Indeed, though you can make a convincing case that Britain was the birthplace of the nineteenth century global anti-vaccination movement, in the twentieth century, vaccines became unusually popular in the UK.
This change was neither linear nor straightforward, but concerted campaigns on behalf of an increasingly respected, well-resourced, and trusted welfare state and scientific community transformed controversial routine vaccinations into commonplace medical interventions. When the NHS was founded in 1948, two vaccines were routinely given to children. By 2018, that number had risen to 17. Polio has been a particular success story. The first effective vaccine was developed in 1952, and today, around 94 per cent of British children are vaccinated against the disease before their first birthday.
So while there has been a lot of coverage of vaccine hesitancy here in Britain during the pandemic, that does not accurately reflect the uptake of either the Covid-19 vaccines, or of jabs more generally.
In a 2016 survey, 89.6 per cent of British respondents agreed or strongly agreed that vaccinations were important; 84 per cent concurred that they were safe; and 86.7 per cent agreed that vaccination was effective. Almost 90 per cent of Britons over the age of 12 have received at least one dose of the Covid-19 vaccine – a figure achieved without vaccine mandates or widespread use of passports.
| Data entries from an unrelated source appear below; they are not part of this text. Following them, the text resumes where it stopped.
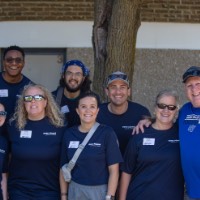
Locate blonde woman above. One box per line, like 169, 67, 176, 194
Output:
8, 85, 65, 200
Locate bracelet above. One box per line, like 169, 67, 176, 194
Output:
60, 192, 67, 196
105, 195, 115, 200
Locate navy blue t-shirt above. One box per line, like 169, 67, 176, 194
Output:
52, 88, 80, 127
61, 125, 122, 185
8, 118, 65, 199
0, 130, 8, 199
97, 101, 150, 155
121, 126, 184, 200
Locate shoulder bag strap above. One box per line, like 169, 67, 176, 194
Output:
56, 87, 64, 106
67, 122, 99, 171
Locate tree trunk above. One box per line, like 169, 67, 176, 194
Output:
93, 0, 141, 100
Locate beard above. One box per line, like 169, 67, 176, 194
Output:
65, 79, 83, 93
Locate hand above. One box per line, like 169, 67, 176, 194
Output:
132, 119, 152, 135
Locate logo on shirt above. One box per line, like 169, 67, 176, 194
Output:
0, 89, 8, 97
142, 138, 155, 145
168, 140, 179, 143
0, 149, 5, 153
20, 130, 32, 139
122, 126, 135, 130
88, 142, 101, 147
184, 114, 200, 124
188, 125, 196, 133
43, 132, 56, 136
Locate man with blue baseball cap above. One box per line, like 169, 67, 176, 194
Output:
53, 60, 92, 127
179, 66, 200, 200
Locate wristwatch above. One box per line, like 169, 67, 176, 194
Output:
105, 195, 115, 200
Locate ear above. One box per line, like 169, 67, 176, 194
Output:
105, 88, 109, 96
128, 87, 131, 97
76, 108, 79, 115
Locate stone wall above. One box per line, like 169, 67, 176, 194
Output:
67, 48, 200, 113
0, 0, 200, 23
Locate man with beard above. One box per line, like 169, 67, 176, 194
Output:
97, 71, 150, 155
53, 60, 91, 127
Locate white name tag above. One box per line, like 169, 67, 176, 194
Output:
68, 141, 79, 149
0, 89, 8, 97
142, 138, 155, 145
61, 105, 69, 113
20, 130, 32, 138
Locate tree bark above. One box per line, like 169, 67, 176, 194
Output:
93, 0, 141, 100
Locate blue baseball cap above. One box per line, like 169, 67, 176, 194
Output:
183, 66, 200, 83
62, 60, 90, 76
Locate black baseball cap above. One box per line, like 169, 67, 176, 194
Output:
183, 66, 200, 83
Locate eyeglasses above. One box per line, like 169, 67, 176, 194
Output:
65, 71, 83, 78
157, 103, 177, 110
5, 57, 23, 64
24, 94, 45, 102
0, 111, 7, 116
108, 74, 128, 81
183, 67, 200, 82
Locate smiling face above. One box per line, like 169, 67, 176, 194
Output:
76, 96, 99, 125
106, 80, 130, 106
3, 50, 24, 79
24, 87, 47, 120
63, 65, 85, 92
155, 95, 178, 127
185, 76, 200, 108
0, 104, 6, 126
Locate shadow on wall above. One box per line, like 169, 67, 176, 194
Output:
67, 48, 200, 113
132, 49, 200, 113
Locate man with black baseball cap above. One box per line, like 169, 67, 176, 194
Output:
97, 71, 150, 154
179, 66, 200, 200
53, 60, 92, 127
134, 66, 200, 200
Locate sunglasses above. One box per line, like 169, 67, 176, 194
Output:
157, 103, 177, 110
0, 111, 7, 116
24, 94, 45, 102
5, 57, 23, 64
65, 71, 83, 78
108, 74, 128, 82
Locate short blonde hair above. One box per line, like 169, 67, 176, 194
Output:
10, 84, 64, 130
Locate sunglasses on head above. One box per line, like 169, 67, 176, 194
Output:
24, 94, 45, 102
0, 111, 7, 116
157, 103, 177, 110
5, 57, 23, 64
108, 74, 128, 81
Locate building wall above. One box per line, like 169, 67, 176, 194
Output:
0, 0, 200, 23
0, 0, 200, 112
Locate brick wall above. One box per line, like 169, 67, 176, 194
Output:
0, 0, 200, 23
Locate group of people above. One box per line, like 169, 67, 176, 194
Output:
0, 46, 200, 200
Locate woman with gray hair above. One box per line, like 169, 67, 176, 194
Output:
8, 84, 65, 200
119, 90, 184, 200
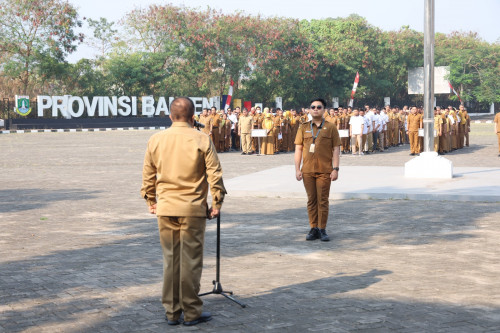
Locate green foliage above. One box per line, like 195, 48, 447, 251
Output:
0, 0, 500, 107
0, 0, 83, 93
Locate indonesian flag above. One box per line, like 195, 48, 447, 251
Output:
448, 81, 462, 104
349, 72, 359, 107
224, 79, 234, 112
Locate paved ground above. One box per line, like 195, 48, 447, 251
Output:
0, 124, 500, 332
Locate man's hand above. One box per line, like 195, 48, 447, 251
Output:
208, 207, 220, 220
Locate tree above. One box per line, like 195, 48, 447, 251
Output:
0, 0, 83, 94
87, 17, 118, 58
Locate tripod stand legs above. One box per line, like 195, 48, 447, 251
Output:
198, 214, 246, 308
199, 281, 247, 308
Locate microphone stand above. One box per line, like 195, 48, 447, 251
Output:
198, 213, 246, 308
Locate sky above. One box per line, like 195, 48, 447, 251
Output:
68, 0, 500, 62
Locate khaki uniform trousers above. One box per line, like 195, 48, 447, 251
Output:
302, 173, 332, 229
365, 132, 373, 151
351, 134, 363, 154
158, 216, 206, 321
241, 133, 252, 153
358, 134, 368, 151
212, 127, 221, 153
408, 131, 420, 154
497, 132, 500, 154
378, 131, 384, 151
434, 136, 439, 153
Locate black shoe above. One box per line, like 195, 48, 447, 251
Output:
306, 228, 319, 240
319, 229, 330, 242
184, 312, 212, 326
165, 313, 184, 326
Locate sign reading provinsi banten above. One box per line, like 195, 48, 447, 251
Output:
14, 95, 31, 116
34, 95, 220, 118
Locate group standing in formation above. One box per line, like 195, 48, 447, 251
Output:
193, 105, 470, 156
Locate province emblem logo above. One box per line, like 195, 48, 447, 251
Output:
14, 95, 31, 116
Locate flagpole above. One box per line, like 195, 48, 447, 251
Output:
424, 0, 434, 153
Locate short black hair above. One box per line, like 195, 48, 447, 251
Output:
170, 97, 194, 121
309, 98, 326, 107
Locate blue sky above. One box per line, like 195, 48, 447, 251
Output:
69, 0, 500, 62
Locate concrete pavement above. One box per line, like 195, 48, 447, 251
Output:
0, 124, 500, 333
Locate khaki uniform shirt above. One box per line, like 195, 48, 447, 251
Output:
199, 115, 212, 134
238, 116, 253, 134
406, 113, 422, 132
493, 112, 500, 133
433, 115, 443, 136
295, 121, 341, 173
141, 122, 226, 217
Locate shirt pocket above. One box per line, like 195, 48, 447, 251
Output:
304, 132, 312, 145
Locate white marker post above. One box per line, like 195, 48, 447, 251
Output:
405, 0, 453, 178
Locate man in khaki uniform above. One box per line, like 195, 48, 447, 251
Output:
493, 112, 500, 157
141, 97, 226, 326
199, 108, 212, 135
406, 106, 423, 156
238, 108, 253, 155
295, 98, 341, 241
210, 106, 221, 153
431, 108, 443, 154
273, 109, 285, 153
289, 109, 300, 151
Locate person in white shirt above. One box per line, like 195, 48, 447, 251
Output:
359, 110, 372, 154
370, 108, 381, 153
365, 105, 375, 153
377, 110, 389, 151
349, 109, 365, 155
227, 107, 240, 150
380, 107, 389, 149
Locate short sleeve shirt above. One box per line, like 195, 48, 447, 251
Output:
493, 112, 500, 133
295, 121, 341, 173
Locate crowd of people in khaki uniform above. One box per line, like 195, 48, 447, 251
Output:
197, 105, 472, 155
197, 106, 307, 155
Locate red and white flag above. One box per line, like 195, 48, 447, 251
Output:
349, 72, 359, 108
448, 81, 462, 103
224, 79, 234, 112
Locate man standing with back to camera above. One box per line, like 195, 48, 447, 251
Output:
141, 97, 226, 326
295, 98, 341, 242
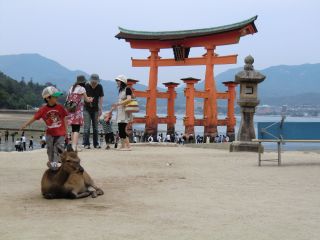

At this stage of the pandemic, Austria – along with other nations – has already vaccinated those who would do so voluntarily. We know from both historical data and more recent experience that at least some of those who remain are likely to have deep-seated suspicions of both public health systems and the state, often borne of experiences of marginalisation and memories of abuse and exploitation. Vaccine mandates will do nothing to ameliorate these concerns; indeed, they are more likely to exacerbate them.
Ultimately, history cannot predict whether Austria’s new vaccine will succeed in achieving a higher national vaccination rate. But it does suggest that such mandates must be approached with great caution. Government compulsion can but does not always achieve increased vaccine uptake, and when it does it can come at the expense of trust and social inclusion. There are no hard and fast rules here.
Instead, what history does make clear is that the success or failure of vaccine mandates are deeply contingent and dependent on national context and the historical moments in which they take place.
Britain has arguably had greater success with gentle persuasion, and a much-loved healthcare system, than compulsion and coercion. It remains to be seen whether vaccine mandates will harm or help Austria’s own public health aims."